- Born: 20 November 1966 (age 59) Kyiv, Ukrainian SSR, Soviet Union
- Occupation: Soprano

= Victoria Loukianetz =

Ukrainian operatic soprano

Victoria Ivanivna Loukianetz (Вікторія Іванівна Лук'янець, formally transliterated as Viktoriya Lukyanets; born 20 November 1966) is a Ukrainian-born operatic soprano with an active career singing leading roles at the Vienna State Opera, La Scala, and other European opera houses. She has also appeared in leading roles at the Metropolitan Opera in New York City.
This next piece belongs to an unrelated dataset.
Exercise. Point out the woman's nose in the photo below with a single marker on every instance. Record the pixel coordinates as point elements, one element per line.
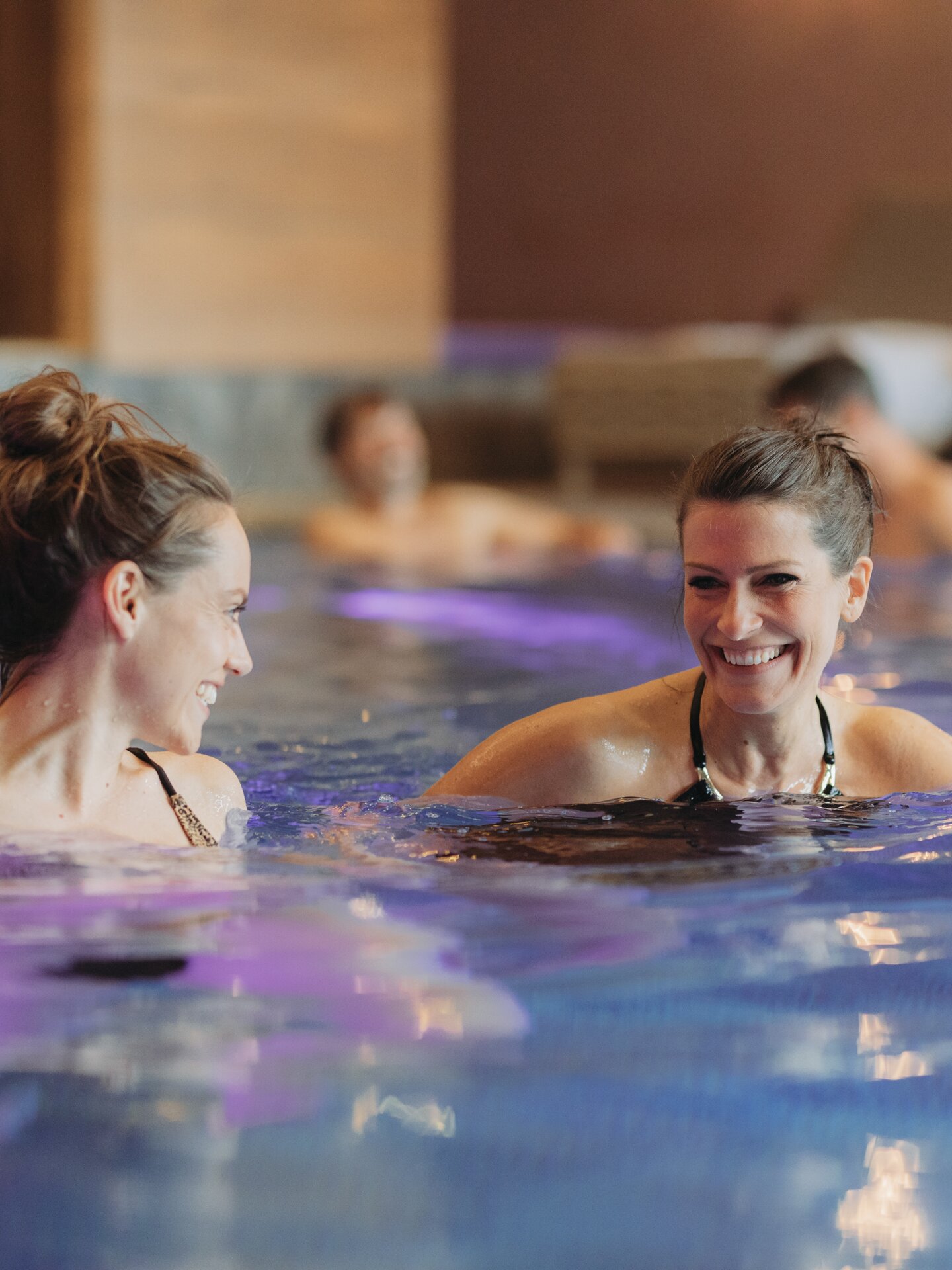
<point>240,659</point>
<point>739,616</point>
She was born in Kyiv and graduated in solo singing from the R. Glier Kyiv Institute. At the Vienna State Opera she has specialised in bel canto roles including leading soprano roles in Linda di Chamounix, I puritani, La traviata, Rigoletto, L'elisir d'amore, The Barber of Seville, and The Magic Flute.

==Dates==
- 1989 – became a soloist of the National Opera of Ukraine.
- 1994 – became a soloist of the Vienna State Opera
- December 1995 – made her house debut at La Scala
- 1999 – was awarded the title of "Person of the Year" in the nomination of «Culture and Art».
- 2001 – was awarded the title of People's Artist of Ukraine.